Mon, April 20, 8:15 to 9:45am, Virtual Room

Abstract

While science education focuses on making science culture and practices more inclusive of diverse learners’ funds of knowledge, ways of being, and knowing ––– linguistic background and its intersection with dominant science practices and sociopolitical contexts of learning is rarely understood. Language is a sociopolitical construct, however a pervasive notion about the importance of learning dominant language often clouds its ideological roots and subtle identity indexicalities.

The data for this study comes from a design based participatory research study, conducted in two seventh grade science classrooms in the U.S. Northeast and later within an informal learning setting at a summer science program with over a hundred emergent bilingual/multilingual elementary and middle grades students. Students’ interactions with others entail not only a degree of cognitive and conceptual engagement, but also interpersonal, social, cultural, and power dynamics, which include a range of identity positions from which to make-meaning, communicate, or represent and express meanings (spoken -written word, visual images or body language) (Norton & Toohey, 2011). Our assumption is that when students are afforded expansive opportunities to engage in science meaning-making, they are more likely to recruit and develop multiplicities of complex social, cultural, cognitive, and epistemic resources and agencies, communicative and representational repertoires, as well as potential ingenuities. This challenges "hitherto settled notions of language” (Kress, 2010, p. 79 emphasis is original), and disrupts traditional notions of what it means to be a knowledge producer, to know and practice science.

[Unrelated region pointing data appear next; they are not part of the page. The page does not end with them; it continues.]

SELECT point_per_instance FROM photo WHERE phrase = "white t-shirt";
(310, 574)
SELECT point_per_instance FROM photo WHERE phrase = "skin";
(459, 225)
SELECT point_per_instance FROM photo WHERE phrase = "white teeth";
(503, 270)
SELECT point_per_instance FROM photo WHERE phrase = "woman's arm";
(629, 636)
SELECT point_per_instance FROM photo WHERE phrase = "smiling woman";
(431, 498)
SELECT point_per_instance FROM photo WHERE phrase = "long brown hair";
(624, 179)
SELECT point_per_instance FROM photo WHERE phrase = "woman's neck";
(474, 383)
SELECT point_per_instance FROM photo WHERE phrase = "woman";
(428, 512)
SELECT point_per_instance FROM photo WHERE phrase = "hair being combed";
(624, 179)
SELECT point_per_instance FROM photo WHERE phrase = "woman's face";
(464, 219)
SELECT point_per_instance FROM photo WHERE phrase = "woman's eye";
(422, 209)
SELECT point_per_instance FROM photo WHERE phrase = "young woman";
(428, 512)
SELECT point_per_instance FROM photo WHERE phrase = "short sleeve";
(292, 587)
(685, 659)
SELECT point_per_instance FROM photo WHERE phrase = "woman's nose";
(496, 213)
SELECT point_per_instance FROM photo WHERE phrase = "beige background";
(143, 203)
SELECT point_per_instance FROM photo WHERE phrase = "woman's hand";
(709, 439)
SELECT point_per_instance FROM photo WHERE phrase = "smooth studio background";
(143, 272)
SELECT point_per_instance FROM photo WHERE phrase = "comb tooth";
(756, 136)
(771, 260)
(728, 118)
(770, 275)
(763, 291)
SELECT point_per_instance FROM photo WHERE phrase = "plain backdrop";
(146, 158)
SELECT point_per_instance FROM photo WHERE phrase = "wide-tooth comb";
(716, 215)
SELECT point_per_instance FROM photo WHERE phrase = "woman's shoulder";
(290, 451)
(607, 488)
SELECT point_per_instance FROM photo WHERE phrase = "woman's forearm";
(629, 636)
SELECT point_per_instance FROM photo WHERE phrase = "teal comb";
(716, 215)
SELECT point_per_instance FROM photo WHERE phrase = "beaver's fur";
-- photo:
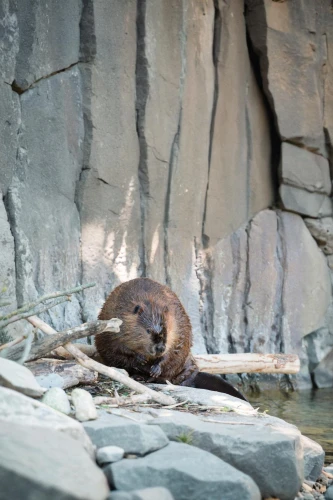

Therefore, it is crucial to attend to these power dynamics, and to understand how the availability of different positions, tools, and repertoires enable or constrain students’ identities and epistemic agencies in learning science. Drawing on Millet et al’s (2018) work, we define epistemic agency as " students being positioned with, perceiving, and acting on, opportunities to shape the knowledge building work in their classroom community” (p.1058).

Qualitative data was collected using video, audio recording , observational notes, and student interviews to (1) make visible the kinds of cultural, epistemic, and multimodal agencies and communicative resources and repertoires diverse emergent bilinguals/multilinguals deployed in our learning settings. We were interested to see (2) which roles, identity positions, and epistemic tools afforded these learners make-meanings and express their epistemic agencies and identities using multiple modes and modalities. Thus our research questions were; (1) what kinds of identity positions were made available for students from to which to make-meaning, communicate, or represent and express meanings in science?; (2) in what ways did students accept, reject, or negotiate these identity positions and how this process enabled or contained their epistemic agencies?; (3) what types roles/relations, interactions, and tools within the classroom activity were productive to support the range of students’ identities and epistemic agencies? Our findings show various ingenuities, heterogeneous resources, and agentic moves emergent bilingual students employ in their learning, communication, and knowledge construction. The study allows researchers to make visible science learning as a struggle for epistemic justice against impositions of dominant ways of knowing and being.